I’ve always thought that being comfortable was something to which I wanted to aspire. I have recently changed my mind.
During a conversation with an entrepreneur friend, he defined being comfortable as the absence of pain, or freedom from worry and disappointment. The definition seemed harmless, but something about it stuck with me.
One of my core beliefs is that growth and learning are essential to happiness, and I don’t believe it is possible to learn and grow without experiencing some pain, or risking worry and disappointment. That means being happy and being comfortable—according to my friend’s definition—are no longer congruent ideas in my world.
Someone looking to avoid pain, worry and disappointment would never start their own business. They wouldn’t invest in something that offered a decent growth return. They would never live a life of adventure that involved traveling to foreign countries or jumping out of airplanes. To be uncomfortable is to be alive, and alive people are the world-changers that are able to accomplish big things because they are not willing to let fear of discomfort dictate the path of their life.

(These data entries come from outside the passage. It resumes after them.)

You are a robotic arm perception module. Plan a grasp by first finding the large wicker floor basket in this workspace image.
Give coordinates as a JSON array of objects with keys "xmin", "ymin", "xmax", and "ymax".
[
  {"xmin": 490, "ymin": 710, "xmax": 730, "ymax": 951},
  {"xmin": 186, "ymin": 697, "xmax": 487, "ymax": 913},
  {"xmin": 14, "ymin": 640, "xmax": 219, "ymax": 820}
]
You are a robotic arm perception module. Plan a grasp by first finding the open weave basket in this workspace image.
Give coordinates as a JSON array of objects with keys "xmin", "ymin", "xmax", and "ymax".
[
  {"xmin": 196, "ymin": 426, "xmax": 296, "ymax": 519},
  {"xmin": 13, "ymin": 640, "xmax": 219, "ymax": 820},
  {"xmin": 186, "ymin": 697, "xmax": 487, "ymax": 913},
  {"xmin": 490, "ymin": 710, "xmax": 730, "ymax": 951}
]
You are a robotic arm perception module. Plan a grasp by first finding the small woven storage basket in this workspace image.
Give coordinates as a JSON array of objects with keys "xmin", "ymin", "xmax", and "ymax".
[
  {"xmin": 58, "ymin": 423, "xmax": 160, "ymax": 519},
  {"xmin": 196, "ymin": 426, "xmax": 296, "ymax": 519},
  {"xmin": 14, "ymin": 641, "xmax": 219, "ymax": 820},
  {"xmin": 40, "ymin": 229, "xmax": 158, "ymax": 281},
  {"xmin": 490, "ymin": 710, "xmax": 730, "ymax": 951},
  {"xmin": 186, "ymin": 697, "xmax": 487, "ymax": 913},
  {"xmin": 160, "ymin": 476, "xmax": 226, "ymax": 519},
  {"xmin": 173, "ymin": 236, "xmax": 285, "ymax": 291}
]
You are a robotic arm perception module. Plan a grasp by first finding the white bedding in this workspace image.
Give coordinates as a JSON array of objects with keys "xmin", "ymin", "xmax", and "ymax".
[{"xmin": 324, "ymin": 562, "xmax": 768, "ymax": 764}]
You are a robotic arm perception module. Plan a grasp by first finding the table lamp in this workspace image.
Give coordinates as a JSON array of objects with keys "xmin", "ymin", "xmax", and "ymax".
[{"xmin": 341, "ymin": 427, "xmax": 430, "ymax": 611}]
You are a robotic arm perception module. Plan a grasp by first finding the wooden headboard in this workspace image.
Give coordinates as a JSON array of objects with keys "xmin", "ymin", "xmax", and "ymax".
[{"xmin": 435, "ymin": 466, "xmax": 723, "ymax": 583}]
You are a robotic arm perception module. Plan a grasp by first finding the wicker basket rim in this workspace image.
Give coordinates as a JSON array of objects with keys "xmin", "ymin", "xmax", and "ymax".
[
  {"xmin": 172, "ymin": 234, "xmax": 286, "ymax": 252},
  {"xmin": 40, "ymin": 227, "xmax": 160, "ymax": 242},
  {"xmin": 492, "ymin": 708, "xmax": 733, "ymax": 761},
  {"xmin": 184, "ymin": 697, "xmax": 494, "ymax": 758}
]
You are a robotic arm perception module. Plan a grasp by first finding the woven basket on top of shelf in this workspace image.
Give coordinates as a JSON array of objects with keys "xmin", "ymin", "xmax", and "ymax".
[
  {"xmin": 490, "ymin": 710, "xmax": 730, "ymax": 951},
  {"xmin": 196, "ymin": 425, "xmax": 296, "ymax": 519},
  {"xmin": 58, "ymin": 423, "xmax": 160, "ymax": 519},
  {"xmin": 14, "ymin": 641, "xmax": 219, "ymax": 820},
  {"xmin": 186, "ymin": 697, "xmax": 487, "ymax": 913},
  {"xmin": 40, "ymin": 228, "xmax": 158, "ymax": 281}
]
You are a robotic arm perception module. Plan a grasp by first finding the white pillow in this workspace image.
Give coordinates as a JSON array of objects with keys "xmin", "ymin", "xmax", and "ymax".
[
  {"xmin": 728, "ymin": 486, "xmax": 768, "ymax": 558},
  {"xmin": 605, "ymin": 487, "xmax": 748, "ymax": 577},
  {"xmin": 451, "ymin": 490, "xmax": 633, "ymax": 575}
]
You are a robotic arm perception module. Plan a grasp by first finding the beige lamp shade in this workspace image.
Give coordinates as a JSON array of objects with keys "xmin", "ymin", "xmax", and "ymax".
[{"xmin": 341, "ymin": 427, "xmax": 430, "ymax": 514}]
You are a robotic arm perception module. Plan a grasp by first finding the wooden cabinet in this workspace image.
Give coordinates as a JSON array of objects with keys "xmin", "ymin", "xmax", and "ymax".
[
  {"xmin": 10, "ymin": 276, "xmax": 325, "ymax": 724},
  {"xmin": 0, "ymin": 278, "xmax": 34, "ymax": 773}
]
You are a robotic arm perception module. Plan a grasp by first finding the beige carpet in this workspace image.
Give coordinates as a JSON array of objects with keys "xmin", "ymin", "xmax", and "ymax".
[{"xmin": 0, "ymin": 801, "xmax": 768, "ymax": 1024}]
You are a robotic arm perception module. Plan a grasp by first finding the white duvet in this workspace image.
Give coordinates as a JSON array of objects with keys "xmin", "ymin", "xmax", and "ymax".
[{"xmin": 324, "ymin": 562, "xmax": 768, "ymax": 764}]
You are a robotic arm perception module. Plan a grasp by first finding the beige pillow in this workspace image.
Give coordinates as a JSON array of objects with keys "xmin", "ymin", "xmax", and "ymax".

How does this relate to investing, you ask?
Good investors know that they won’t get it right 100% of the time. However, good investors recognize the opportunity in fear.
The time to buy is when everyone else is selling. The time to sell Is when everyone else is buying. Yet most people continue to invest with the pack. There is a level of comfort in doing what everyone else is doing. If you lose your money, then at least you know that there is someone else who is as bad off as you. That’s why there will always be endless opportunities for people willing to be uncomfortable.